Gute Beispiele

Das praktischste Beispiel für digitale Prävention ist die Denkspur im Schlauen Dorf Orscholz. Dort findet man einen total analogen Wanderweg, durch dessen Nutzung man sowohl den Kreislauf als auch die grauen Zellen aktivieren kann.

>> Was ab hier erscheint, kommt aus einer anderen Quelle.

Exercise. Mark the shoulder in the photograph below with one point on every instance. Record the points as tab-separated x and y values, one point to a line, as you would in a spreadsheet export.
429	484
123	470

Die verfügbare Denkspur-App macht das Wandern allerdings erst wirklich interessant: Durch weitere Aufgaben in der App kann man die kognitiven Aktiverungen steigern und außerdem auch an einige Stationen sog. Augmented-Reality-Funktionen benutzen. Das macht den Weg vor allem für jüngere Nutzer interessant, die gemeinsam mit ihren Großeltern und Eltern nach Orscholz kommen.

Digitale Unterstützungssysteme werden in allen Lebensbereichen und Lebenswelten immer nützlicher: Die digilogen Angebote reichen von Kindergarten und Schule, bis ins stationäre Pflegeheim und erreichen so Bürger aller Altersklassen:
Im Kinder- und Jugendbereich werden Projekte meist als spielerische Elemente im Setting Schule (vgl. www.muuvit.com) oder in der Familie (vgl. Familienabenteuer mit Fred der IKK) angeboten.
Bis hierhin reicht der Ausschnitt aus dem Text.